His musical collaboration with Depp began in 2020 with a cover of John Lennon’s “Isolation,” which was released in April, just after the Coronavirus pandemic took hold. “We weren’t expecting to release it so soon but given all the hard days and true ‘isolation’ that people are going through in these challenging times, we decided now might be the right time to let you all hear it,” Beck wrote in a statement at the time.
His collaboration with Depp continued, even as the actor was the focus of a high-profile defamation trial against his ex-wife Amber Heard. The two released the “18” album in July of 2022 and embarked on a North American tour shortly after the trial concluded in Depp’s favor. Variety‘s review of an October show in New Jersey noted, “Beck seemed touched when a woman yelled, ‘I’ve loved you since the Yardbirds!’”
Among Beck’s many other collaborators during his career were Donovan, Stevie Wonder, Miss Mercy and the Frank Zappa-masterminded girl group the GTOs, Stanley Clarke, Tina Turner, Nile Rodgers, Mick Jagger, Buddy Guy, Diana Ross, Kate Bush, Roger Waters, Dion, Seal, the Pretenders, Joss Stone, Brian May, Jon Bon Jovi, Paul Rodgers, Morrissey, and his former bandmate Rod Stewart.
In more recent years, Beck recruited Carmen Vandenberg and Rosie Bones of the young British hard rock duo Bones U.K. for his last official solo album, 2016’s “Loud Hailer,” and Depp for the 2022 project “18.”
Also in 2022, he played on two tracks on Ozzy Osbourne’s “Patient Number 9” album, released in late June of 2022, the title track “Patient Number 9” and “A Thousand Shades.”

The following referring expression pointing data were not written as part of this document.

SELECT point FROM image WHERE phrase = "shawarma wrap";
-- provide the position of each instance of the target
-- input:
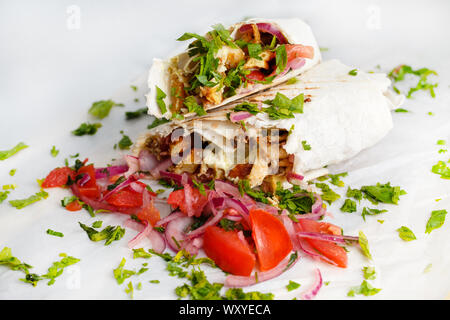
(228, 64)
(288, 133)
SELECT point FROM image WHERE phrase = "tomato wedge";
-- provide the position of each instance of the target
(271, 239)
(90, 188)
(74, 206)
(125, 198)
(329, 249)
(58, 177)
(177, 200)
(228, 251)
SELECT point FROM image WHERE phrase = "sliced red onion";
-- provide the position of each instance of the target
(101, 205)
(137, 187)
(241, 281)
(162, 166)
(175, 229)
(294, 178)
(133, 165)
(268, 28)
(174, 215)
(328, 237)
(211, 222)
(315, 288)
(122, 185)
(239, 116)
(106, 172)
(306, 248)
(158, 241)
(227, 189)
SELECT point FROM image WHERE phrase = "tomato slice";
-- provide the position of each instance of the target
(256, 75)
(329, 249)
(271, 239)
(125, 198)
(90, 188)
(58, 177)
(228, 251)
(177, 200)
(74, 206)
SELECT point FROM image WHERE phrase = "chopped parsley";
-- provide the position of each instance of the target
(121, 274)
(365, 289)
(382, 193)
(22, 203)
(100, 109)
(327, 193)
(129, 115)
(110, 233)
(398, 74)
(349, 206)
(125, 143)
(5, 154)
(54, 152)
(305, 145)
(406, 234)
(55, 233)
(369, 273)
(441, 169)
(436, 220)
(87, 128)
(292, 285)
(191, 103)
(281, 107)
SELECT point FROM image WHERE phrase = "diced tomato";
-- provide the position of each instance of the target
(299, 51)
(74, 206)
(329, 249)
(177, 200)
(228, 251)
(58, 177)
(149, 212)
(256, 75)
(125, 198)
(271, 239)
(90, 188)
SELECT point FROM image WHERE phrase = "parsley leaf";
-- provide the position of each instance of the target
(157, 122)
(129, 115)
(110, 233)
(406, 234)
(87, 128)
(100, 109)
(19, 204)
(8, 153)
(436, 220)
(349, 206)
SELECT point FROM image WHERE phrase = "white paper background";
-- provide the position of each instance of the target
(51, 74)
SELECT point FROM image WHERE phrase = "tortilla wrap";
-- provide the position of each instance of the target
(342, 115)
(295, 31)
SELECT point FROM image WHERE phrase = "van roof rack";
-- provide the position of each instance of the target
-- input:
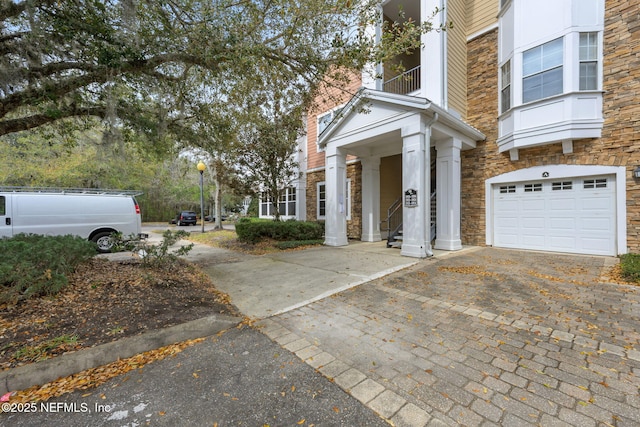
(104, 191)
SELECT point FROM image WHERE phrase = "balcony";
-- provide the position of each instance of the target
(405, 83)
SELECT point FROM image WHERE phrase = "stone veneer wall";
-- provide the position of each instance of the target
(620, 142)
(354, 172)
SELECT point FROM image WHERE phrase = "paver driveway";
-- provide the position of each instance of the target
(485, 337)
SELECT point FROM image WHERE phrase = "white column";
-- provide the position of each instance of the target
(371, 199)
(416, 177)
(301, 199)
(448, 176)
(335, 185)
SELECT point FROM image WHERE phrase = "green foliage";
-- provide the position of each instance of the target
(157, 256)
(33, 265)
(254, 231)
(630, 266)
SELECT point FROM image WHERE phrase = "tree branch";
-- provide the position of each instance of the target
(35, 120)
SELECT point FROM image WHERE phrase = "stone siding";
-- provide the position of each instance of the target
(618, 146)
(354, 173)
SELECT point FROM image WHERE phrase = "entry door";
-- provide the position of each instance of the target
(5, 217)
(575, 215)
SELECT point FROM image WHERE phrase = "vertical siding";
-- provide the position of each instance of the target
(481, 14)
(328, 98)
(457, 57)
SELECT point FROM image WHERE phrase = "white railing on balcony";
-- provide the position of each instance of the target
(405, 83)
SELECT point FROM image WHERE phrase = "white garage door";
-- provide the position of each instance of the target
(574, 215)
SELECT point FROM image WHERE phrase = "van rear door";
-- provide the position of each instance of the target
(6, 226)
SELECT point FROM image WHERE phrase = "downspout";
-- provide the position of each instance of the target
(428, 125)
(443, 54)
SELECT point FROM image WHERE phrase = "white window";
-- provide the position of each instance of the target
(286, 203)
(542, 71)
(588, 57)
(530, 188)
(504, 189)
(321, 208)
(562, 185)
(595, 183)
(505, 87)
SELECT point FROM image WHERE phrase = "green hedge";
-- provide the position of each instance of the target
(630, 266)
(254, 231)
(33, 265)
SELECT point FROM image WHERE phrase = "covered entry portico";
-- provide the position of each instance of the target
(376, 124)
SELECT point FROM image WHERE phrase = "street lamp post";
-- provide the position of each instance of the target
(201, 168)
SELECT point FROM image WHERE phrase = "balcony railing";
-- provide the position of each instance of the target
(405, 83)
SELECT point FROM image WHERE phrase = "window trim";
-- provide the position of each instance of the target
(544, 70)
(318, 199)
(595, 60)
(505, 88)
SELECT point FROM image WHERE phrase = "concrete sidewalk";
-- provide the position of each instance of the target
(273, 284)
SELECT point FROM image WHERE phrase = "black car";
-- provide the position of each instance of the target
(186, 218)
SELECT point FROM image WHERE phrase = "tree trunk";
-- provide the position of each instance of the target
(217, 200)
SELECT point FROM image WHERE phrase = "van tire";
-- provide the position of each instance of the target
(104, 242)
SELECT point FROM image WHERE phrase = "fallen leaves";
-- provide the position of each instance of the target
(91, 378)
(106, 301)
(478, 270)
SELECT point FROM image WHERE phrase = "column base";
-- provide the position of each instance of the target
(448, 245)
(415, 251)
(336, 241)
(373, 237)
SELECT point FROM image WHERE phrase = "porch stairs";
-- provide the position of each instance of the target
(394, 222)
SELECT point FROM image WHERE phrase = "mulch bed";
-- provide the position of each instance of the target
(106, 301)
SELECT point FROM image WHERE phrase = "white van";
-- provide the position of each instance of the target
(89, 213)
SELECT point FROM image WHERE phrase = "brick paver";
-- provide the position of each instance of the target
(484, 337)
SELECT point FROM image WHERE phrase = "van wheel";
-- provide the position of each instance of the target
(104, 242)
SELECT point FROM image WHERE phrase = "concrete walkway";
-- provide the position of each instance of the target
(479, 338)
(272, 284)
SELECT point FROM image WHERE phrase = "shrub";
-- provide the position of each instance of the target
(34, 265)
(630, 267)
(254, 231)
(157, 255)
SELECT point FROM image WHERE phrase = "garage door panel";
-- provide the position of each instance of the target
(563, 205)
(560, 224)
(534, 241)
(597, 203)
(534, 205)
(597, 246)
(529, 222)
(569, 215)
(601, 225)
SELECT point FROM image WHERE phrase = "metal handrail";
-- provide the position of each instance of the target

In a 2022 interview with Yahoo Entertainment, Beck superfan Osbourne expressed delight over getting to work with his hero, admitting, “I didn’t think [Beck] would want anything to do with me.”
While a famously mercurial personality, Beck was indisputably one of the greatest guitarists of the rock era, and his playing remained innovative, imaginative and full of surprises until the very end.